By Team IOS, Thursday March 25, 2021

Second Strike!

 

Done, published! This scientific publication, the second of a series dealing with the application of our automated mineralogy techniques to drift prospection, is published and available for downloading. This second paper discuss why increasing the gold grain counts in till survey is important and how it improve the significance of the results. The concept is simple: the variation coefficient induced by the intrinsic variability affectic the sample is a square root function of the average number of counts in a group of sample. Hence, higher are the counts, better is the signal to noise ratio. Higher is this ratio, better is the contrast between anomalies and regional signal, and more confident we can be in regard of the meaning of subtle anomalies. Practically, this means either smaller samples to collect, or more loosely spaced samples. Hence, lower overall survey cost and higher success rate!
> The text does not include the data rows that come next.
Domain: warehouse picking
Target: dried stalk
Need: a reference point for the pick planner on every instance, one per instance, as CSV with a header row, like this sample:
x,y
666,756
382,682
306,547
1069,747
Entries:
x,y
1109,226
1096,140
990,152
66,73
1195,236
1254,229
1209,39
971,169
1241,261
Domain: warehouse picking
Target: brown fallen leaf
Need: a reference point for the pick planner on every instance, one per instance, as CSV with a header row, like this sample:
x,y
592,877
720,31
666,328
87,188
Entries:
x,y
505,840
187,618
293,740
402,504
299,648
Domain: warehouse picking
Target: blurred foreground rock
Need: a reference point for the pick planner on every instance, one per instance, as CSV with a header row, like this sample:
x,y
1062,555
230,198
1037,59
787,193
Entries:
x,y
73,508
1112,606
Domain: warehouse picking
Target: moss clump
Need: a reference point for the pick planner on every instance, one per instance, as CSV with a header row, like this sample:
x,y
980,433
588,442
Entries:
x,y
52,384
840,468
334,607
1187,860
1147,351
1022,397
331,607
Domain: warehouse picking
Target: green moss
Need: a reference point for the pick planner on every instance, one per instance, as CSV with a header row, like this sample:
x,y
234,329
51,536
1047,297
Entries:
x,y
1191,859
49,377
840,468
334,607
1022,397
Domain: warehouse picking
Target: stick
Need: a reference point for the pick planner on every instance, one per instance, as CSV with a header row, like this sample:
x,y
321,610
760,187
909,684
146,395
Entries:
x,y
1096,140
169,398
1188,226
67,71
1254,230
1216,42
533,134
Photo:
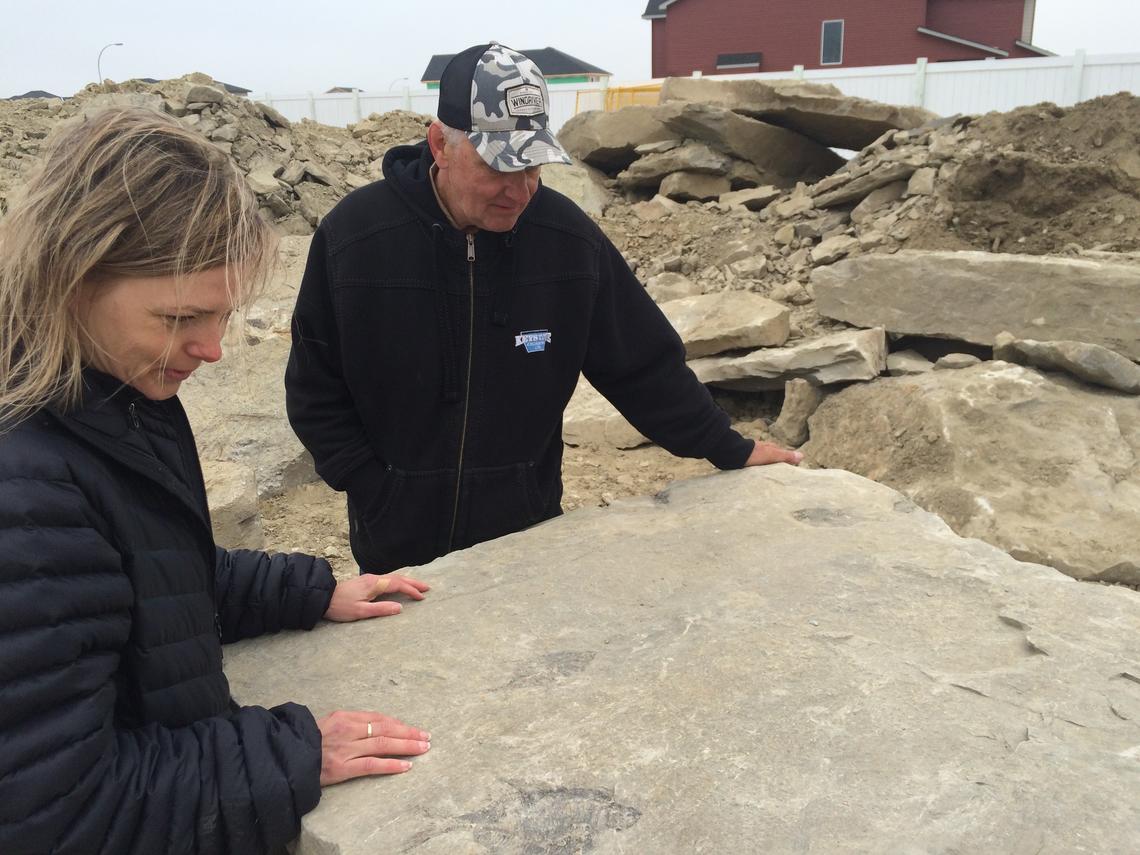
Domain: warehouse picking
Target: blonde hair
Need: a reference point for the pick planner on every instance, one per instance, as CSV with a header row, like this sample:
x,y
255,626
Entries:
x,y
120,193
Isn't what the industry needs?

 

The paper, authored by our team is now available for downloading from "Minerals" peer-reviewed journal at the following link, and will be included in a special edition on "The Application of Automated SEM-Based Identification of Detrital, Diagenetic and Indicator Mineral Phases"

 

Download at: https://www.mdpi.com/2075-163X/11/4/337/pdf

 

''There are those who follow the rules... and those who define them''

 

Back scattered electron image of gold grains recovered from a single till sample, collected in Shebadowan area, west of Thunder Bay. Who would doubt that this is a genuine proximal signal?